NLRP3 Inflammasome Activation in a Transgenic Amyotrophic Lateral Sclerosis Model.

Amyotrophic lateral sclerosis (ALS) is a disabling progressive disease characterized by the degeneration of motor neurons, leading to muscle atrophy and paralysis. The majority of cases are sporadic, but also a familiar form of ALS exists, and some genes causative of the pathology were found. In particular, mutations in superoxide dismutase 1 (SOD1) were found in 20% of familiar cases. It is known that neuroinflammation plays a pivotal role in several neurodegenerative disorders, including ALS. Inflammasomes are protein complexes that induce inflammation in response to various stimuli, involved also in neuroinflammation. The NLRP3 inflammasome, which is the best known, after assembly, induces the activation of caspase 1, which in turn activates interleukin (IL)-1β and IL-18. The aim of this work was the evaluation of inflammasome activation in the brain of SOD1G93A rats, a transgenic model of ALS. We observed the increase in TLR4 and nuclear NF-κB levels in SOD1G93A rats. Their activation is known as priming signal for inflammasome induction.
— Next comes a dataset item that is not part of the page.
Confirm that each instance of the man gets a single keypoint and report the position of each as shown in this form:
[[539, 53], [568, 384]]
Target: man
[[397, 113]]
Moreover, NLRP3 protein increased, associated with the presence of active caspase 1, leading to an increase in IL-18 and IL-1β levels. In addition, IL-1β, IL-18, and IFN-γ amount increased in the spleen of SOD1G93A rats, together with an increased expression of CD4, CD8, CD44, and CD68 markers. In conclusion, our results showed the activation of the NLRP3 inflammasome in the brain of SOD1G93A rats, indicating that inflammation plays a main role in ALS.